Sustainable Construction
Every year Sedgemoor will build 5-600 houses and the excavation of foundations and drains for each of these houses will create around 15-20m3 of waste material (clay) suitable for re use as bank raising fill material. Sedgemoor’s planned housing developments will create around 9,000m3 per year that currently must be paid for to be disposed of. Housing developers could supply all the material needed to raise the banks. That is sustainable construction.
Over the 100 years life of the barrier there could be as much as 900,000 m3 of material we need to find a home for; material that could be used to build up the banks and preserve the land we have at Chilton Trinity for future generations. Even if the volume is only 10% of the possible amount its probably enough to avoid digging up land at Chilton Trinity.
Under present EA proposals the EA is going to pay landowners for material that other organisations with similar material must pay to dispose of. We are meant to be reducing this sort of activity not making the situation worse.
We simply don’t need to get all the work in place in 2024; we need just enough to maintain the flood defence need and then use local resources to progressively deliver the longer-term solution with a local benefit to the economy. This work could be collectively done by local contractors under the supervision of either the EA or the Drainage Board. There is simply no engineering need for the EA to wantonly and unnecessarily destroy our landscape when cheaper and more sustainable alternatives are available.
NB there is only an intent to continue to raise the river banks
To put this into perspective that recycled material would
- build a bank 5m high bank from the Bridgwater Tidal Barrier to Combwich.
- raise the banks and build the secondary flood defences up to match climate change.
- raise the banks, build the secondary flood defence and start building new defences north from Pawlett Hill towards Highbridge.
Sea Level Rise
Sea level rise is not expected to slow for at least 300 years making both the barrier redundant as the river banks can only be raised perhaps another metre before they overload the poor ground conditions of the Parrett Estuary.
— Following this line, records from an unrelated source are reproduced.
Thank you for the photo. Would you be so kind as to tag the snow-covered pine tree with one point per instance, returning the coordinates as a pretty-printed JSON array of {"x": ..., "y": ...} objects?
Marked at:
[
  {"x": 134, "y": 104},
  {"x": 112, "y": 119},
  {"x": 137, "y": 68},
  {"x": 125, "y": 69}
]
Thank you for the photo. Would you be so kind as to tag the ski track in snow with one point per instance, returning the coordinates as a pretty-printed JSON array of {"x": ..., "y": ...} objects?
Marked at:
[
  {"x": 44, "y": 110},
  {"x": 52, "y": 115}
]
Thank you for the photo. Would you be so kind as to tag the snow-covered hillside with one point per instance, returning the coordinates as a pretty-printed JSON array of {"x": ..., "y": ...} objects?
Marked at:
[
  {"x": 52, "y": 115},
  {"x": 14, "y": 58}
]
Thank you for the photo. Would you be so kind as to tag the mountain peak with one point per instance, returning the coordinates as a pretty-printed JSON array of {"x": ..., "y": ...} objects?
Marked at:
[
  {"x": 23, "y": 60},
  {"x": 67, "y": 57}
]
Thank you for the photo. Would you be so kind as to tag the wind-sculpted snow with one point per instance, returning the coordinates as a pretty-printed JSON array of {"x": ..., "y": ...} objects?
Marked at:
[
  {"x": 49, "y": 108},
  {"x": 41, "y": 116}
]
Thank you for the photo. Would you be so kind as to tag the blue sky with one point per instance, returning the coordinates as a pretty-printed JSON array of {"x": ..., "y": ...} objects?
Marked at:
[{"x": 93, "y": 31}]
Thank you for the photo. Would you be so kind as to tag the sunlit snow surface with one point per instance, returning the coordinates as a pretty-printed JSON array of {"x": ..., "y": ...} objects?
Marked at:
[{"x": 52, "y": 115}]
Ultimately the long term plan for Chilton Trinity and Pawlett Hams’s will be realised.
The continued conditioning of the population by the EA to passively accept surrender to the sea as the first option for non-London areas of the UK is disingenuous and defeatist and never mind its land we need to grow food on.
Way Forward
At £100M the present solution for the Bridgwater Tidal barrier is clearly neither sustainable or affordable. A situation that needs to be laid at the door of the Government, Somerset Rivers Authority and specifically the EA and Sedgemoor District Council (SDC) who provide joint project oversight. We need
- Sustainability in what we do is placed at the centre of our plans
- An independent inquiry into how flood defence is being delivered in Somerset.
- A peer review of the BTB project into how it has arrived where it has.